I get that, and over the years I’ve sometimes been tempted by the chance to say “yes” to acquisition. Especially during lean times – when the bubble popped, or as the social-mobile-app revolution redefined the ways many of our legacy clients did business – I’ve thought about myself, my family, and above all my team and wondered if I was doing the right thing to keep Eastwick independent
I asked myself again as I pondered that recent offer. It was from an attractive big-name partner – one I’ve spoken with before – and in our conversations they emphasized how Eastwick was one of the last holdouts, a midsize, independent firm. It’s harder to go up against larger firms, they said. Most clients want the security of a known name, they asserted.
I bit my tongue (rare for me). Everything they said was true – but I didn’t bring up why more and more clients these days see our independence as an advantage.
This post is about that independence and the reasons I’ve stayed this way. I’m not naïve about the benefits of joining a larger entity, but I’m not going to do it. Following please find my reasons why.
- I don’t want tech PR to be homogenous or undifferentiated from other PR. Tech is a unique business, faster-changing and more complex than, say, packaged goods or financial services. It can be a “star” business where proven players, big-name investors, or late-breaking visionaries shape the story alongside the innovators. I want to be close enough to this market to know who these people – and their products – are.
- I don’t want our clients to be part of a portfolio spanning diverse industries. I want the synergies and “pattern recognition” that happens when you’re deeply woven into an ecosystem rather than more thinly spread across the surface.
- I don’t want to follow the guidelines of a conglomerate that isn’t immersed in the culture and pulse of this valley. I want to be able to choose the companies I think will rise to the top, even if they’re not the biggest names out there. And I want to be able to work with the big names so that they move like nimble startups when they need to, especially if that means challenging “PR as usual.”
- I want to be able to check in with trusted friends here, get the inside scoop, and know what’s around the corner when I meet with our clients. And I want this to shape my business decision more than someone else’s business plan.
- I want to preserve our culture. I like how collaborative we are, and I like that we set our guidelines to allow time for learning, cross-training, and “free thinking” time. I’m committed to the Eastwick quality of life and I know my team values it.
- I want to be able to challenge assumptions rather than just say “yes.” I want my place at the table as a trusted advisor, if and when my clients need it, rather than just the “PR arm.”
- I want to hire geeks and journalists and people from non-PR backgrounds if I think they have something unique to bring to our clients. Some of the people at Eastwick wouldn’t fit the mold at traditional PR firms. Yet I see what they do to our impact and I’m proud that we’re able to bring them in.

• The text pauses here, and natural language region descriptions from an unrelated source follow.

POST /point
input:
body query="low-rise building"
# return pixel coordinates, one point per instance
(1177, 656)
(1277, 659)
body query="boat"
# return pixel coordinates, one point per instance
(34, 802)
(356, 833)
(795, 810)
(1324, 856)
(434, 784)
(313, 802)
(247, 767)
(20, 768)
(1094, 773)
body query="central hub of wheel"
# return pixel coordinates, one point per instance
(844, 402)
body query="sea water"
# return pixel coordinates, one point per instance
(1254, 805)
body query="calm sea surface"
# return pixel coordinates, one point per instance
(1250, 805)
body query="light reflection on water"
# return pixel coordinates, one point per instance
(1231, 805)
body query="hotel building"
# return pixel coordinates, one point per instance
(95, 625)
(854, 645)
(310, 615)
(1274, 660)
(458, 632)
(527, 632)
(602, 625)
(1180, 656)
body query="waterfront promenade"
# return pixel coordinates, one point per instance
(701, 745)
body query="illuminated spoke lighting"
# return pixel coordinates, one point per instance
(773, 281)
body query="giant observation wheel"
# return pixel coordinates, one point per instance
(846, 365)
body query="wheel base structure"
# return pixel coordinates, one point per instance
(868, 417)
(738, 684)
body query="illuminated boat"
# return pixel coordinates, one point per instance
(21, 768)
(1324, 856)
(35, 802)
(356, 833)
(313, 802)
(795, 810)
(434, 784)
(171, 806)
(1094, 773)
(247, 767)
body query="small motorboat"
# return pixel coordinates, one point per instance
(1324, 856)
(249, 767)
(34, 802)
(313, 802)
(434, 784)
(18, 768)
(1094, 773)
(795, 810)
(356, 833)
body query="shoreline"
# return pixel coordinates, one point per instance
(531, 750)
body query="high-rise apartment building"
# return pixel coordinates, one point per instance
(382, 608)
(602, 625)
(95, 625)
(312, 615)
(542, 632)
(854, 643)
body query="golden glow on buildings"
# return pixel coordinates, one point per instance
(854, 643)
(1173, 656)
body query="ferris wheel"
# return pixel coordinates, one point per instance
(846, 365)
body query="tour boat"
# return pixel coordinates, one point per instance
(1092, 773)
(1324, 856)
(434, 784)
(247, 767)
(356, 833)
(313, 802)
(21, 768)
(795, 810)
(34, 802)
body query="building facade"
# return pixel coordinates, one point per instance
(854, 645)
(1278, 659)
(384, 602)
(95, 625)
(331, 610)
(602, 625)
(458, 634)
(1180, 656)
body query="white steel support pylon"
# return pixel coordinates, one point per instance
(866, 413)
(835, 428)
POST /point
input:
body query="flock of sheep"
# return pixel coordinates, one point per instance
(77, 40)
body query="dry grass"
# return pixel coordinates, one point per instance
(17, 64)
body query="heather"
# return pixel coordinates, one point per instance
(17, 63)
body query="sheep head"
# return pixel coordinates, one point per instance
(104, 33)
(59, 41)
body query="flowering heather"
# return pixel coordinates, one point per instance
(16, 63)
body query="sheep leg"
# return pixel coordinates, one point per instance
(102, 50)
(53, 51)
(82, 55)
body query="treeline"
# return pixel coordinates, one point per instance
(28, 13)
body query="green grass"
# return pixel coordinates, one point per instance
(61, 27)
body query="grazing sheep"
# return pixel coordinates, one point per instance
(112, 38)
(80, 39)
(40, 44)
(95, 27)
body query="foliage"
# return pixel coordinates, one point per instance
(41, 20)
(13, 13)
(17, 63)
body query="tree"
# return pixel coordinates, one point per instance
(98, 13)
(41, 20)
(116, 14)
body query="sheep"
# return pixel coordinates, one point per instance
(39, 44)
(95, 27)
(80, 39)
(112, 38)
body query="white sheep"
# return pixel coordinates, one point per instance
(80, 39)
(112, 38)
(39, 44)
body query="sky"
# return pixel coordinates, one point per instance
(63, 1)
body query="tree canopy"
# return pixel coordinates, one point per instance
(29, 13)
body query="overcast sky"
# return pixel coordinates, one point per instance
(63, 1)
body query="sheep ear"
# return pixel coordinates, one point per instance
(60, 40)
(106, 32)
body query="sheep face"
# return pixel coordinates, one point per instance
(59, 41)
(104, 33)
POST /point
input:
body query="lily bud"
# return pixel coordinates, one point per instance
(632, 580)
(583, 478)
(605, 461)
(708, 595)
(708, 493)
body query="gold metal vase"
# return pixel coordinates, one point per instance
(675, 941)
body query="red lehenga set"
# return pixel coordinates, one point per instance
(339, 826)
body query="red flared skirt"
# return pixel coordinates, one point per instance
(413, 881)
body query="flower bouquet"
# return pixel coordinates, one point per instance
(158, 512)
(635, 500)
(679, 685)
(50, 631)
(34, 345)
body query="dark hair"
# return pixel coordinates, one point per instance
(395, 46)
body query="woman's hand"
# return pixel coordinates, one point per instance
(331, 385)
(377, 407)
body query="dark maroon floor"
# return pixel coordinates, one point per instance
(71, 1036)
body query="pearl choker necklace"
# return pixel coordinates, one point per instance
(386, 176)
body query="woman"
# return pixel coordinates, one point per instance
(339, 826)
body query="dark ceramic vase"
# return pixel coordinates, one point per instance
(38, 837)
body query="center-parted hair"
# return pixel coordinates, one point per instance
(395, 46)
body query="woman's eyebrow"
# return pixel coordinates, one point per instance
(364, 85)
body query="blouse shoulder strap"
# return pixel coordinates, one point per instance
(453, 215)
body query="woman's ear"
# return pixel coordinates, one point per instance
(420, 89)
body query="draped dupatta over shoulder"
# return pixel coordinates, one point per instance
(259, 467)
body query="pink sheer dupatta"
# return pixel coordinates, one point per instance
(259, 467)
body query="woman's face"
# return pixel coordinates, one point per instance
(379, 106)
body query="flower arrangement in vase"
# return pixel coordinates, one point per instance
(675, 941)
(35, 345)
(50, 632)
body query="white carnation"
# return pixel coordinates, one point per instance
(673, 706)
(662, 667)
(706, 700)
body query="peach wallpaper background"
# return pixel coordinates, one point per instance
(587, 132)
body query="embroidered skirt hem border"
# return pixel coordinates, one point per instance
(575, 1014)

- I realize I’m being stubborn about this, but I want to do tech PR a different way.
Don’t get me wrong: I often see great work coming out of tech PR firms that have been acquired, and even from some of the area’s big-name agencies. And there are times when we recommend that prospective clients work with the conglomerate firms. I’m not saying that the Eastwick way is right for every business. I’m just saying that I want to offer a different path for tech companies who do want to do things a different way. Over the years I’ve seen clear value in that path – in the way we work, in the teams we hire, and even in the results we get – and the good news is some darn good businesses have seen the value, too.
But that’s why I decided, once again, to stay independent, and why I’m taking the risk to talk about it here.
What do you think? Does thinking this way change the way you think about Eastwick in any way? I’d love your thoughts and comments.